Mais peu à peu a émergé un nouvel antisémitisme qui a pris prétexte de la défense des Palestiniens pour condamner non seulement les Israéliens mais aussi un « lobby juif » auquel sont assimilés tous les juifs de France et des États-Unis.

Il a recueilli un écho favorable chez les jeunes musulmans maghrébins de France avant de devenir dans les années 2000 le facteur de ralliement de la jeunesse pauvre et inculte, en grande partie issue de l’immigration.

L’un de ses porte-parole est l’humoriste Dieudonné, métis franco-camérounais pourvu d’un réel talent de scène. Il a d’abord donné le change en revendiquant plus de place en France pour les minorités ethniques, dans un discours propre à séduire la gauche « morale ».

Puis, il a jeté le masque en faisant des juifs l’obstacle à l’émancipation de ces minorités et en se rapprochant d’Alain Soral, un transfuge du parti communiste devenu le théoricien de l’antisémitisme.

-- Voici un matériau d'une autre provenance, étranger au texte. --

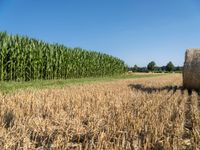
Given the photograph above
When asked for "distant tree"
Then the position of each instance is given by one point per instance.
(170, 67)
(151, 66)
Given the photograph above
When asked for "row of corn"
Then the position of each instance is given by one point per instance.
(24, 59)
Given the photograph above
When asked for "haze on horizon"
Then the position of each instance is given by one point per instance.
(135, 31)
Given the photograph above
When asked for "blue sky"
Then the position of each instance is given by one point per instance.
(136, 31)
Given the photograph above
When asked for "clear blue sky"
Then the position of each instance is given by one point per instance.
(136, 31)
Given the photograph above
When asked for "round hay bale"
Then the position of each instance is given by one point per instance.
(191, 69)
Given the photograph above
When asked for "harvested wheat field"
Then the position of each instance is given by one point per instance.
(146, 113)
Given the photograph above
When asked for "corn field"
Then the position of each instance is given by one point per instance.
(153, 113)
(23, 59)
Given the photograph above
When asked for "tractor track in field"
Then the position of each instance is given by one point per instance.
(188, 123)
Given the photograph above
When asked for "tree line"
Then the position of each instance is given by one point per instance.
(152, 67)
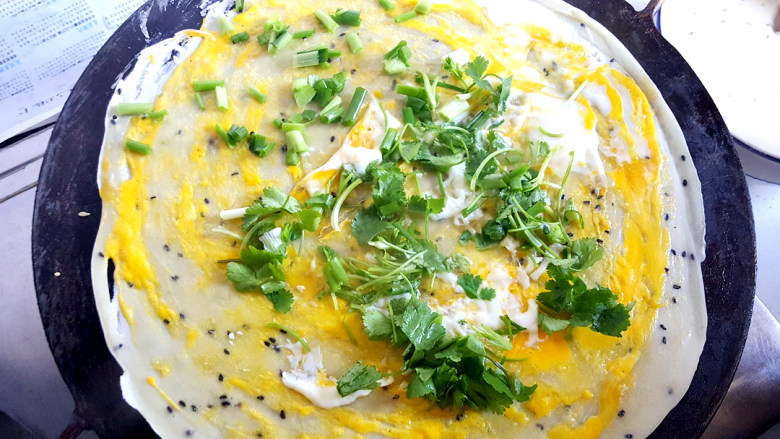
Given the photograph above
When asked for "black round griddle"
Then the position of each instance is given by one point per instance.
(62, 240)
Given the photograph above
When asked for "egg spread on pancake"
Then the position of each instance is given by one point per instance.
(397, 219)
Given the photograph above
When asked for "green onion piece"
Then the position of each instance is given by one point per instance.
(423, 7)
(347, 17)
(222, 133)
(207, 84)
(239, 37)
(354, 107)
(255, 93)
(408, 115)
(291, 159)
(454, 109)
(406, 16)
(292, 126)
(304, 347)
(295, 141)
(326, 21)
(199, 101)
(157, 115)
(222, 102)
(303, 34)
(355, 45)
(388, 140)
(225, 25)
(139, 147)
(393, 66)
(332, 115)
(280, 43)
(125, 109)
(259, 145)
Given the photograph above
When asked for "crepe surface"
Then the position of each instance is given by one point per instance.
(197, 354)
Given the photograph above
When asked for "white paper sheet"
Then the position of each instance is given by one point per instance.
(44, 47)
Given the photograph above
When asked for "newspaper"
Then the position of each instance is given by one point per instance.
(44, 47)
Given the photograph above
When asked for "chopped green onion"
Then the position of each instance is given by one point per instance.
(354, 107)
(157, 115)
(326, 21)
(454, 109)
(408, 113)
(423, 7)
(225, 25)
(207, 84)
(310, 58)
(239, 37)
(139, 147)
(406, 16)
(125, 109)
(222, 102)
(303, 34)
(199, 101)
(347, 17)
(295, 141)
(393, 66)
(304, 95)
(355, 45)
(291, 158)
(259, 145)
(222, 133)
(280, 43)
(255, 93)
(304, 347)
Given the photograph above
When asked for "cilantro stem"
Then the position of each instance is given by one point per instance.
(293, 334)
(484, 163)
(334, 216)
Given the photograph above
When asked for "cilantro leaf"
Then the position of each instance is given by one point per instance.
(421, 325)
(597, 308)
(367, 224)
(388, 190)
(358, 377)
(244, 278)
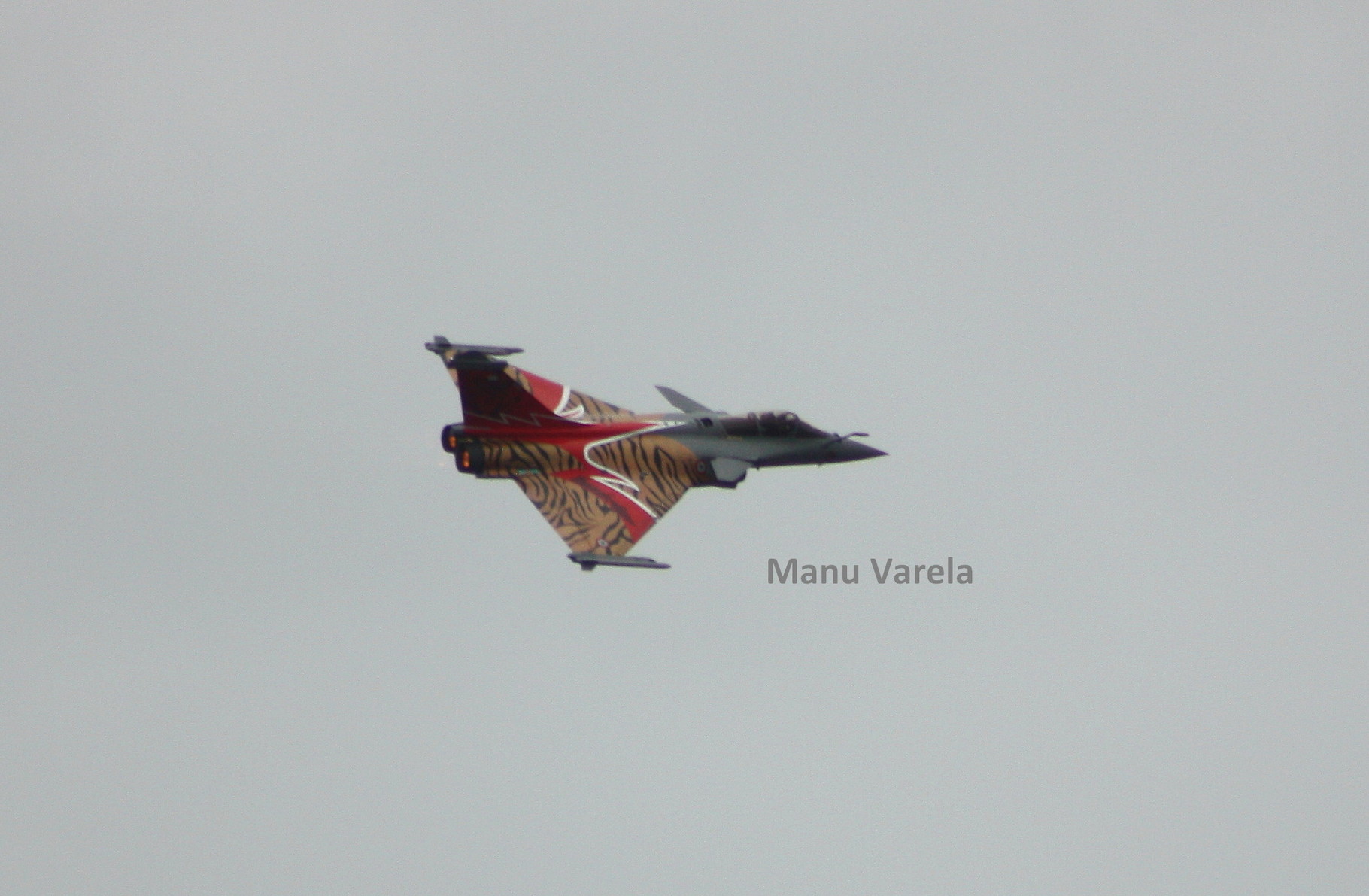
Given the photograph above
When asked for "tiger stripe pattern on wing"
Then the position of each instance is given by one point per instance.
(585, 521)
(504, 458)
(661, 467)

Il a même repris à son compte des inepties historiques comme d’attribuer aux juifs la responsabilité de la traite atlantique.

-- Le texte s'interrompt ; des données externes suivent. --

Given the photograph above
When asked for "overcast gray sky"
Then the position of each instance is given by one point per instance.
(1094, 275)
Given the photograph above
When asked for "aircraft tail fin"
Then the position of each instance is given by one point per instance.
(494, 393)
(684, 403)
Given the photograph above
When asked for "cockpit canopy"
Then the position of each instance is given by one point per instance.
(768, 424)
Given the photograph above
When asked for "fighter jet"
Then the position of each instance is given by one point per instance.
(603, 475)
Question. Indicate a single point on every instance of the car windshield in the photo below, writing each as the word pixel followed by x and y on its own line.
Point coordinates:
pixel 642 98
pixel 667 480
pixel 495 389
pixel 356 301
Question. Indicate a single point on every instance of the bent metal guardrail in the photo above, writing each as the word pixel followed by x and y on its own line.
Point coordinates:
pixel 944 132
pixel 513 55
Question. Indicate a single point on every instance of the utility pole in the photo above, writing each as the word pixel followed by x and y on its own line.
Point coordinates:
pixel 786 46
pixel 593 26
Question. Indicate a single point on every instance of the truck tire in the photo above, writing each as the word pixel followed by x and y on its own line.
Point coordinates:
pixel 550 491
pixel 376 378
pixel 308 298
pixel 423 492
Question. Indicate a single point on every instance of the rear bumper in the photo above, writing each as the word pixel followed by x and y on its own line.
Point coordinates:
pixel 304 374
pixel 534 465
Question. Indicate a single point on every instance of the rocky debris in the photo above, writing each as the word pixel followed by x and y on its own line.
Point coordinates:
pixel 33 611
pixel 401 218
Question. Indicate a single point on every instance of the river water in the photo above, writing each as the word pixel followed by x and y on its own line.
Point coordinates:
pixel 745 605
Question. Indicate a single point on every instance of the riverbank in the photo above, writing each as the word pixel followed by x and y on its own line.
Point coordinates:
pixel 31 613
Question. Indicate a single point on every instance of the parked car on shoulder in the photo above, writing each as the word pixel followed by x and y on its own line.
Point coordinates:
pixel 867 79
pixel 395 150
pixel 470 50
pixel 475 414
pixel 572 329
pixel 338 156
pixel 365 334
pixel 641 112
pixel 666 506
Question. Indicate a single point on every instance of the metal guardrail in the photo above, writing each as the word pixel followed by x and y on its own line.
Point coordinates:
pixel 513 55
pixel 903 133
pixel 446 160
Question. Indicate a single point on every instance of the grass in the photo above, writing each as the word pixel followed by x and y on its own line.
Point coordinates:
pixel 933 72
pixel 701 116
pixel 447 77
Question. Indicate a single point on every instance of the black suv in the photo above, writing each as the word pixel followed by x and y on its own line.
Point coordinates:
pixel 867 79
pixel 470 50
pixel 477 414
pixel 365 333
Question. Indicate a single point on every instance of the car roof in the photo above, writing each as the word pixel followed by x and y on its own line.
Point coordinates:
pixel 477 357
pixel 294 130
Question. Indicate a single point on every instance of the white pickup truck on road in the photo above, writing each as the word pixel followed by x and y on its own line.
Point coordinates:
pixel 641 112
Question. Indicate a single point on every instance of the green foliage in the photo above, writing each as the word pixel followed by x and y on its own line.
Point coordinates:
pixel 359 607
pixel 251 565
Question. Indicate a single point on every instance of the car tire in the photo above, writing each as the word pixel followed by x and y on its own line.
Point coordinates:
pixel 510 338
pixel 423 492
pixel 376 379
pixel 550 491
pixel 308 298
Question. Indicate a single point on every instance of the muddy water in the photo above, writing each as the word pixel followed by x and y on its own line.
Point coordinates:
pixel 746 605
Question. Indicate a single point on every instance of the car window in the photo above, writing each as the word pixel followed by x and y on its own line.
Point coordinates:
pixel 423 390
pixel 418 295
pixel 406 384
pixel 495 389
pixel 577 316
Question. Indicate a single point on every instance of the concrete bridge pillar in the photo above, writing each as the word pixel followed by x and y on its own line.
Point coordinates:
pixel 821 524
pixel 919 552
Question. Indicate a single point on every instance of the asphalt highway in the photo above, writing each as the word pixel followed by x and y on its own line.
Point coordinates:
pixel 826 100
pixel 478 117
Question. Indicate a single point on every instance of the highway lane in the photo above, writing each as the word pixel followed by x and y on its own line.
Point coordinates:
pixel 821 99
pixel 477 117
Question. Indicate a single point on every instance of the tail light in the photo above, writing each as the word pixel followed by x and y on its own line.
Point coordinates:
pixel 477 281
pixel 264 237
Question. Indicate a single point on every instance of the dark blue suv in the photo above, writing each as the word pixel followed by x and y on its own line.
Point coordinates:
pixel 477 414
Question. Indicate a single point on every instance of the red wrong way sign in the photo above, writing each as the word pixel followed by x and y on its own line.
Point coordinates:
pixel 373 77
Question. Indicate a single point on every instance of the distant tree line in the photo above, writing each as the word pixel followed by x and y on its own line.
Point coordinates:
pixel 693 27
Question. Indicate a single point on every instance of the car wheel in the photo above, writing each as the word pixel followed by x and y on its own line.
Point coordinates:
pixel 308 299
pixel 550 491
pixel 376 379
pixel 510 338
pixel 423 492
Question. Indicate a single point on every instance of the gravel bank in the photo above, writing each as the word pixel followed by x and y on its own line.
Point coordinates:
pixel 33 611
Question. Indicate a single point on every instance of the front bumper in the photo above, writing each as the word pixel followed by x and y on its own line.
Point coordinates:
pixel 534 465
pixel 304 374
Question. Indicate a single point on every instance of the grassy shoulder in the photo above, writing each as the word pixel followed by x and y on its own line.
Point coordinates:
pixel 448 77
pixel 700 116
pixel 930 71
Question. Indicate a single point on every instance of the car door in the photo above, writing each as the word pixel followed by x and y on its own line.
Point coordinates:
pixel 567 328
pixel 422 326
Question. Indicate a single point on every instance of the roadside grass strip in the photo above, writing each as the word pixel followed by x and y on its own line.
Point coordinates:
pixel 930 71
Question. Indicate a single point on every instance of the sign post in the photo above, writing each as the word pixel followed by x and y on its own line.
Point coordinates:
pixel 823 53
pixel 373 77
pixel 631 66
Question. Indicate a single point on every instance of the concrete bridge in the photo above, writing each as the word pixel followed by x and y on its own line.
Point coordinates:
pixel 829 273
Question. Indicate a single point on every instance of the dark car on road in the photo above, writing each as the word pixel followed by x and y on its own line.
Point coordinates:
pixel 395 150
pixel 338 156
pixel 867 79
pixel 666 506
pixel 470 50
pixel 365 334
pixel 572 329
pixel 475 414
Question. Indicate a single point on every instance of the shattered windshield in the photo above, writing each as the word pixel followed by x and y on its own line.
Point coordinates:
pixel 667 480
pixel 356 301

Cultivant le trouble, Dieudonné a fait mine de se rapprocher des antisémites traditionnels de l’extrême-droite, lesquels cultivent de vieux préjugés sur les rapports prétendus des juifs à l’argent et à la patrie sans partager pour autant le racisme criminel des nazis, fondé sur le culte d’une race supérieure de grands blonds aux yeux bleus.

Mais son public, ce sont les jeunes générations en rupture avec l’idée nationale, qui votent à gauche (du moins quand elles daignent voter). La sympathie que lui vouent quelques vedettes du showbiz comme Nicolas Anelka, footballeur antillais converti à l’islam, ajoute au trouble.

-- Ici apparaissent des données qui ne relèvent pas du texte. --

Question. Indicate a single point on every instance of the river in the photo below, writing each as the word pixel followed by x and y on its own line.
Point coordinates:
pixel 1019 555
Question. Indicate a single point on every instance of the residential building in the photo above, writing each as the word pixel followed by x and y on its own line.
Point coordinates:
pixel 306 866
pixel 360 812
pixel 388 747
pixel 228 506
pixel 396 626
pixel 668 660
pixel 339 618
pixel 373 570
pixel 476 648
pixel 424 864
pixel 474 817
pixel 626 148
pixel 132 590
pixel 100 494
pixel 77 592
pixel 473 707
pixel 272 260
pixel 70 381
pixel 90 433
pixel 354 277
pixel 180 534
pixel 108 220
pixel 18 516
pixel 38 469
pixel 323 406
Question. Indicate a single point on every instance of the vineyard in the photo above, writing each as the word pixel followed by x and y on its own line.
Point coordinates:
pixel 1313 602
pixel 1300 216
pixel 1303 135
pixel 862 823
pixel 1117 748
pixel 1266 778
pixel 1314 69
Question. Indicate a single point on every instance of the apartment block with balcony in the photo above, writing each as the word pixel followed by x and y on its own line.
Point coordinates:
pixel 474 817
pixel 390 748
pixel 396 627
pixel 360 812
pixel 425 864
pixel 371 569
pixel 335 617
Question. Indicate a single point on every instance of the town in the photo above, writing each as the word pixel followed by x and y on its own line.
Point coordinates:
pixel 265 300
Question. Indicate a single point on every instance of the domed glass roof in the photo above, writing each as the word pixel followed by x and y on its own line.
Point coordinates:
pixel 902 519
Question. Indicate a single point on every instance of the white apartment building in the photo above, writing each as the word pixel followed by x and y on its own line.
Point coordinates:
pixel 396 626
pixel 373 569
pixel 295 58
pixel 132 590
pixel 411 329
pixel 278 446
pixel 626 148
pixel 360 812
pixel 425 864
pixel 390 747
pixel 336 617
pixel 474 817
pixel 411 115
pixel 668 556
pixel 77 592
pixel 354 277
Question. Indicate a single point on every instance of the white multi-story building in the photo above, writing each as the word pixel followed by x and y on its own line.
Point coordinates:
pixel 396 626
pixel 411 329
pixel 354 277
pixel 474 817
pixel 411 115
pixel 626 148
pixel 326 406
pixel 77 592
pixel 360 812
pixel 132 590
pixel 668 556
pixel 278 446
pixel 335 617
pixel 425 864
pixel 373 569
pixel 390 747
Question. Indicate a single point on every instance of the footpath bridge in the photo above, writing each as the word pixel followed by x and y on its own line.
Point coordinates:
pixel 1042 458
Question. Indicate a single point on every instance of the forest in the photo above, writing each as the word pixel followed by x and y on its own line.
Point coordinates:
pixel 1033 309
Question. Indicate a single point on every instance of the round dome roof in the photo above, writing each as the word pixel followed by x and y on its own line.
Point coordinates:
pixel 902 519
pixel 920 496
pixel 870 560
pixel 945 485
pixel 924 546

La gauche ne trouve à lui opposer que la censure a priori de ses spectacles – contestée à juste titre par Jack Lang, ancien ministre et professeur de droit – et les outrances d’un autre humoriste, Nicolas Bedos, grimé en mollah-Hitler, lequel a eu les honneurs du quotidien Le Monde (21 janvier 2014).

Haine des juifs, haine de l’Occident

La haine des juifs est en passe de devenir en France le préjugé le mieux partagé par les minorités ethniques des quartiers pauvres. Elle tient au fait que les juifs français, dont la majorité viennent d’Afrique du Nord, ont mieux réussi que ces autres minorités à s’intégrer à la communauté nationale.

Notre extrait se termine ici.